Rick Hartunian, partner; Pei Pei Cheng de Castro, partner; and Jennifer Hopkins, associate, had their “FCPA: How Much Have Things Really Changed?” article published in the White-Collar Crime section of the New York Law Journal. The article examined whether shifts in US Foreign Corrupt Practices Act (FCPA) enforcement under successive administrations represent meaningful change or a continuation of long-standing practice.
The fundamentals, however, tend to persist across administrations: voluntary self-disclosures, individual accountability, third-party scrutiny, and cross-border coordination have remained the backbone of FCPA practice.
The article traces the modern FCPA framework to the DOJ’s 2016 Pilot Program, which incentivized companies to self-report misconduct in exchange for mitigation credit or declinations.
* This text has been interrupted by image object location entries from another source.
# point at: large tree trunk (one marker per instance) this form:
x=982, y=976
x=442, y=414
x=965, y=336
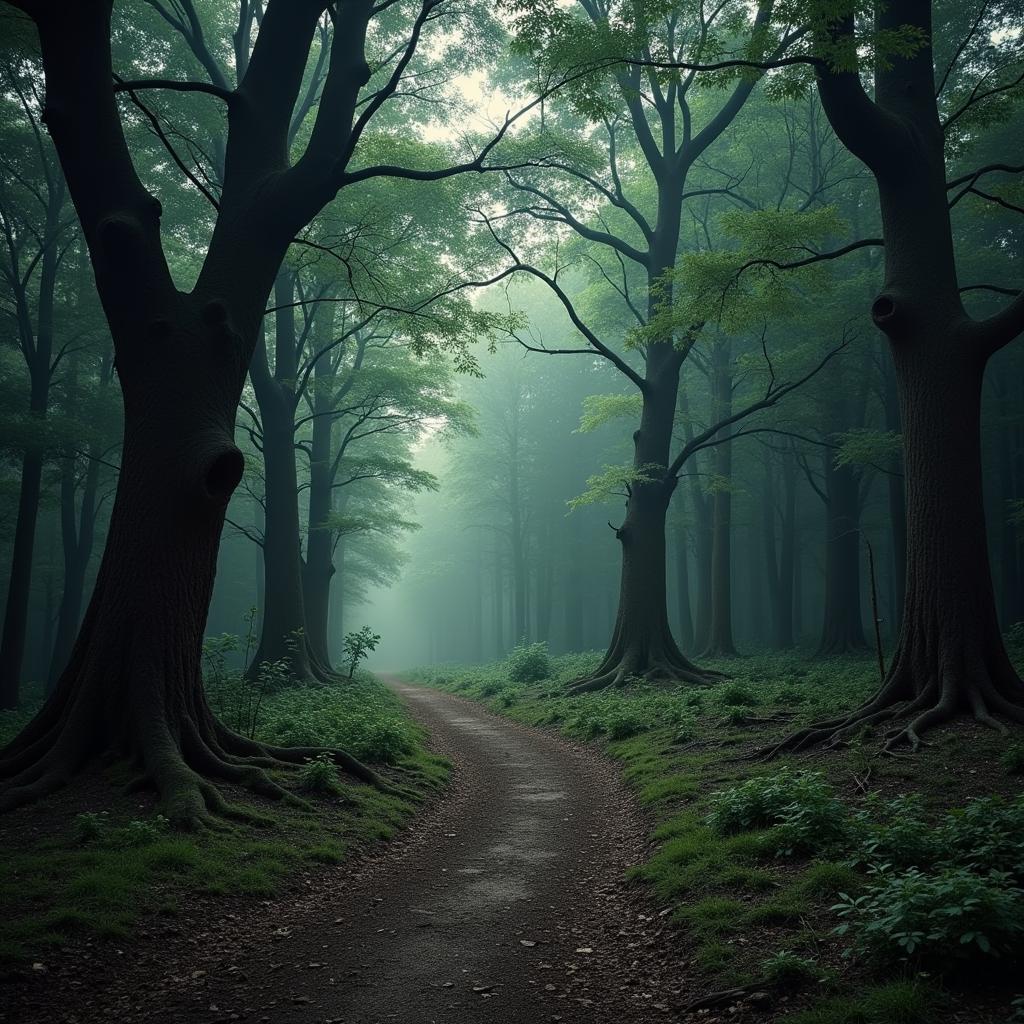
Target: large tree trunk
x=132, y=686
x=685, y=612
x=78, y=528
x=19, y=583
x=702, y=536
x=284, y=637
x=842, y=629
x=950, y=656
x=1011, y=597
x=897, y=500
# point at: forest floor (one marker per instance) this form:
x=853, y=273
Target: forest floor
x=568, y=872
x=505, y=901
x=749, y=859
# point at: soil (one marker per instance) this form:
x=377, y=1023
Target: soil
x=506, y=902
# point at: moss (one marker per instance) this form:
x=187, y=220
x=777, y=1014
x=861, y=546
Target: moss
x=99, y=881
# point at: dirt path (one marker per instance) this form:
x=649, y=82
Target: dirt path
x=507, y=904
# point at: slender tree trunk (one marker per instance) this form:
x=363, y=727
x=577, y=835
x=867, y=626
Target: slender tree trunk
x=499, y=605
x=842, y=630
x=720, y=642
x=284, y=636
x=950, y=656
x=78, y=530
x=642, y=643
x=39, y=343
x=787, y=557
x=1010, y=578
x=897, y=498
x=683, y=591
x=19, y=583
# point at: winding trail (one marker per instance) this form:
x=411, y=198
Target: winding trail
x=506, y=903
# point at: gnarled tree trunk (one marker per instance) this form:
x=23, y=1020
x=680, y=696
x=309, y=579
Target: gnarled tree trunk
x=950, y=657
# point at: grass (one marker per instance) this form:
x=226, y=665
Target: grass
x=96, y=862
x=767, y=887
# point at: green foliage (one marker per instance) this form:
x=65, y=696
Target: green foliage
x=803, y=808
x=735, y=695
x=896, y=833
x=359, y=645
x=89, y=825
x=788, y=970
x=1013, y=760
x=95, y=827
x=528, y=663
x=893, y=1003
x=865, y=446
x=320, y=775
x=360, y=717
x=934, y=919
x=616, y=481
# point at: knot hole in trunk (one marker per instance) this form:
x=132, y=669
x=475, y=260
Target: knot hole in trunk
x=223, y=473
x=884, y=311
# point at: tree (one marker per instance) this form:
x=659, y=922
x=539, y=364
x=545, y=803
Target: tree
x=950, y=656
x=133, y=686
x=36, y=230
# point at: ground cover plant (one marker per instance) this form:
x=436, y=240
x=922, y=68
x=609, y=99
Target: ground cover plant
x=97, y=865
x=857, y=886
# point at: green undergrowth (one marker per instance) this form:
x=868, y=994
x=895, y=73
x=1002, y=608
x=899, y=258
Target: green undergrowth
x=865, y=888
x=91, y=862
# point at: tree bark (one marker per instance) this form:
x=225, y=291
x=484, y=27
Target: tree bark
x=720, y=642
x=842, y=629
x=642, y=644
x=950, y=657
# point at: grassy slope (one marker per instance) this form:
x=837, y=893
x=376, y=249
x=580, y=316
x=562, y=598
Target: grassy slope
x=92, y=861
x=739, y=901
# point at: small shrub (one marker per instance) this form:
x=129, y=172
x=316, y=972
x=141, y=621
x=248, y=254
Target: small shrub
x=788, y=970
x=528, y=663
x=359, y=645
x=802, y=809
x=1013, y=760
x=90, y=825
x=138, y=833
x=734, y=695
x=987, y=835
x=934, y=919
x=320, y=775
x=896, y=833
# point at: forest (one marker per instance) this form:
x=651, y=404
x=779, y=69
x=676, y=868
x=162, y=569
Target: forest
x=512, y=511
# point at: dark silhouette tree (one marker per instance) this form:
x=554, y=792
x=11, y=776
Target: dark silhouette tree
x=132, y=687
x=950, y=657
x=35, y=231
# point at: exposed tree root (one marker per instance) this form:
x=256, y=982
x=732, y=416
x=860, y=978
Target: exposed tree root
x=180, y=758
x=982, y=685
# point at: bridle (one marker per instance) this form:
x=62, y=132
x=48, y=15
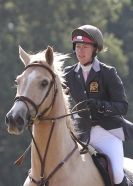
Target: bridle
x=44, y=181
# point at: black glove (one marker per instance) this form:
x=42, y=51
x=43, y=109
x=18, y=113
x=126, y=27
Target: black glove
x=92, y=103
x=96, y=104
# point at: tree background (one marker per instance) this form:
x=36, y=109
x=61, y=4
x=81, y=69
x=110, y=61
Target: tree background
x=34, y=24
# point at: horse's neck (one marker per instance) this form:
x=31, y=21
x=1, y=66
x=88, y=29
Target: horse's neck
x=60, y=144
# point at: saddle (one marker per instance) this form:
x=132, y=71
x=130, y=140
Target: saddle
x=102, y=163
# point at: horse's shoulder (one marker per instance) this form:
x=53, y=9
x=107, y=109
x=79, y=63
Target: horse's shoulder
x=128, y=168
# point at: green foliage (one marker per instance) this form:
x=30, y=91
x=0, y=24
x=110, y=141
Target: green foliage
x=34, y=24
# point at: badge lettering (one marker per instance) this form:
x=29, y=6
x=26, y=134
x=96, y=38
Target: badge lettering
x=94, y=87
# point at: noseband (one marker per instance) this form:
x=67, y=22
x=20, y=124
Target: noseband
x=31, y=102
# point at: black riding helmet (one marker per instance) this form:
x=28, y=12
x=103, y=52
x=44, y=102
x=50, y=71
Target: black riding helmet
x=88, y=34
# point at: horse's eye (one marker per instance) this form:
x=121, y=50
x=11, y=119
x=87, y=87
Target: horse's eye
x=16, y=83
x=44, y=83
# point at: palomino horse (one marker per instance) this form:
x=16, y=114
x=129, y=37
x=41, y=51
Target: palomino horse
x=40, y=100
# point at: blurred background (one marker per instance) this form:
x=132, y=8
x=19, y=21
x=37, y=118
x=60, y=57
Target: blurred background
x=34, y=24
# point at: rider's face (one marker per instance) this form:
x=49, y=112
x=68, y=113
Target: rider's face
x=84, y=52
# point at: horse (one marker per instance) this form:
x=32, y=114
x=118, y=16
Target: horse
x=39, y=104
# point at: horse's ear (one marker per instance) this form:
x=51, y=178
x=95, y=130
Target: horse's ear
x=49, y=55
x=25, y=57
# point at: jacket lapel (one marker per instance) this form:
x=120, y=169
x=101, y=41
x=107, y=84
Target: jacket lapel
x=79, y=76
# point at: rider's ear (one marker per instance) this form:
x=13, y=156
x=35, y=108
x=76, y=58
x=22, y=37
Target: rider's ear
x=25, y=57
x=49, y=55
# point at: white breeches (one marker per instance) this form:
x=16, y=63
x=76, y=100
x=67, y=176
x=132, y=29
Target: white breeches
x=105, y=141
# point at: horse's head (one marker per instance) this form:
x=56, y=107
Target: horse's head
x=36, y=90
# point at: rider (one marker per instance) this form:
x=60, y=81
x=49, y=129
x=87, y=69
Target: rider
x=99, y=84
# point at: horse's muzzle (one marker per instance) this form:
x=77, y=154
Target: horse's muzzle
x=15, y=124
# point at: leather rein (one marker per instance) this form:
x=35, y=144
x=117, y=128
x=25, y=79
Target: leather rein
x=44, y=180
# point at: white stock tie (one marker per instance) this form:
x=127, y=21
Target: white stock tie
x=85, y=75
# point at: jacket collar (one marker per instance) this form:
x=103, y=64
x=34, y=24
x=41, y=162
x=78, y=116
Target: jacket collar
x=95, y=65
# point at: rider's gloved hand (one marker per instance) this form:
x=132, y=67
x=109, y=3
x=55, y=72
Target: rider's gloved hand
x=96, y=104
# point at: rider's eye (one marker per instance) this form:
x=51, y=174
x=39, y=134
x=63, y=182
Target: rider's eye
x=44, y=83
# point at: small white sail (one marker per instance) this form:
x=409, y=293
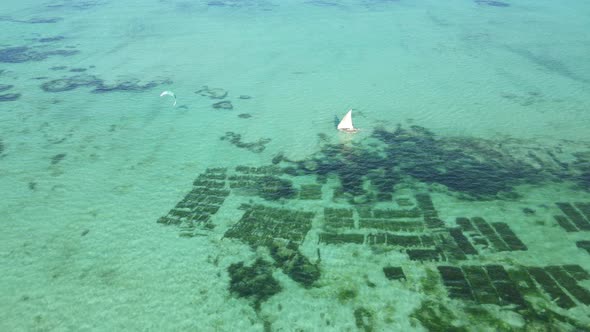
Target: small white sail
x=169, y=93
x=346, y=123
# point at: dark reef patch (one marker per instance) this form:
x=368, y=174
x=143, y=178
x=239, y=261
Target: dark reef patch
x=492, y=3
x=224, y=105
x=10, y=97
x=57, y=158
x=51, y=39
x=22, y=54
x=74, y=82
x=236, y=139
x=475, y=168
x=213, y=93
x=75, y=5
x=253, y=282
x=70, y=83
x=128, y=86
x=35, y=20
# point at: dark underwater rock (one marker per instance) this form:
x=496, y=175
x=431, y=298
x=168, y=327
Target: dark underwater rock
x=74, y=82
x=236, y=139
x=22, y=54
x=128, y=86
x=226, y=105
x=50, y=39
x=273, y=188
x=294, y=263
x=36, y=20
x=253, y=282
x=57, y=158
x=213, y=93
x=70, y=83
x=10, y=97
x=492, y=3
x=475, y=168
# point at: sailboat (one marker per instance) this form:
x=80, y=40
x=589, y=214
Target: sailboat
x=346, y=123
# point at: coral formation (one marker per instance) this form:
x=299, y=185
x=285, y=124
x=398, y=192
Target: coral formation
x=21, y=54
x=253, y=282
x=236, y=139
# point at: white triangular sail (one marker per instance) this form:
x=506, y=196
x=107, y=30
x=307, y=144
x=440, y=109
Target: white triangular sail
x=346, y=122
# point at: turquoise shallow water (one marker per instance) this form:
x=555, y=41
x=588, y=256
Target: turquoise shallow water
x=462, y=203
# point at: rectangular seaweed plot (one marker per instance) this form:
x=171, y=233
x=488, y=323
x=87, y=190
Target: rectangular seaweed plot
x=577, y=272
x=481, y=285
x=487, y=231
x=455, y=282
x=394, y=273
x=466, y=225
x=584, y=208
x=392, y=225
x=551, y=287
x=310, y=192
x=462, y=241
x=404, y=241
x=565, y=223
x=338, y=218
x=396, y=214
x=261, y=225
x=334, y=238
x=574, y=216
x=570, y=284
x=425, y=255
x=450, y=248
x=508, y=236
x=584, y=245
x=203, y=201
x=505, y=287
x=428, y=211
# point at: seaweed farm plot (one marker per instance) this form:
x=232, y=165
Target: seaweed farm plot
x=261, y=225
x=263, y=181
x=497, y=236
x=345, y=202
x=576, y=218
x=417, y=231
x=201, y=203
x=282, y=231
x=513, y=286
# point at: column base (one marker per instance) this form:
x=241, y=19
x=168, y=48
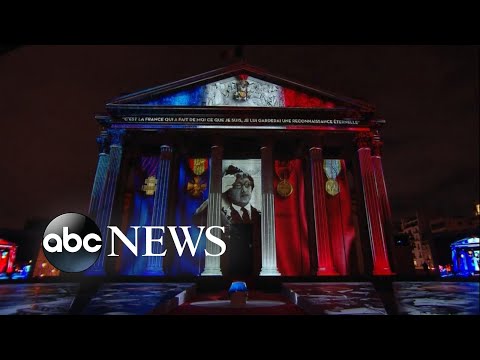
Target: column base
x=327, y=272
x=269, y=272
x=95, y=272
x=212, y=272
x=383, y=272
x=154, y=272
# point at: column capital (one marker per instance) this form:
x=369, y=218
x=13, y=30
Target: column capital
x=116, y=136
x=363, y=139
x=102, y=142
x=166, y=152
x=217, y=152
x=377, y=144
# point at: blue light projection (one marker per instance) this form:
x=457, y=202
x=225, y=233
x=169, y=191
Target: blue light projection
x=141, y=215
x=192, y=191
x=191, y=97
x=465, y=256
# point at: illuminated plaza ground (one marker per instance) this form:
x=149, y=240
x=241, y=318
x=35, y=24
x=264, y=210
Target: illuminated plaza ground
x=382, y=297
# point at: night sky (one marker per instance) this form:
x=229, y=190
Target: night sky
x=49, y=96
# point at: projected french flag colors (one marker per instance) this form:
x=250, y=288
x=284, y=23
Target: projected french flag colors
x=241, y=90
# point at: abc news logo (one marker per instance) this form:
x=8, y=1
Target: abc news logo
x=73, y=243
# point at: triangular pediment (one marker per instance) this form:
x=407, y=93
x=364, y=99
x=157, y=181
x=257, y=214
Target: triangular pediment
x=237, y=86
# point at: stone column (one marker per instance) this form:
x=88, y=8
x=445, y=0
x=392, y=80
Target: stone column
x=100, y=175
x=159, y=216
x=381, y=265
x=212, y=263
x=384, y=203
x=324, y=248
x=104, y=211
x=269, y=250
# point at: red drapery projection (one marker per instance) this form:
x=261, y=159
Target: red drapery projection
x=8, y=252
x=291, y=222
x=340, y=223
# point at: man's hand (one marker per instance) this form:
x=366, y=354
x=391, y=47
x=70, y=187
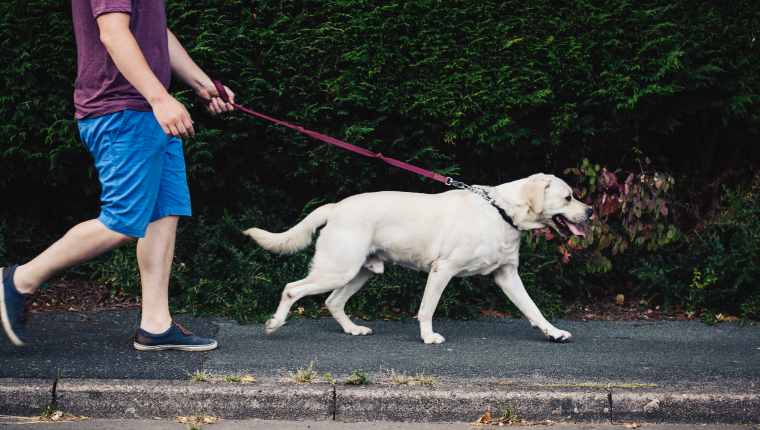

That initiative, later formalized as the FCPA Corporate Enforcement Policy, led to a sharp increase in voluntary disclosures and reinforced the DOJ’s focus on robust compliance programs, cooperation, and remediation, as well as efforts to avoid duplicative penalties through the Anti-Piling-On Policy.
The article claims that subsequent administrations have largely built on this foundation rather than departed from it. Even amid changes in tone and emphasis, FCPA enforcement has continued at a high level, with significant corporate penalties and sustained attention to prosecuting individuals.
In this environment, companies must remain proactive and ensure their compliance programs align with the practical reality of continued FCPA enforcement.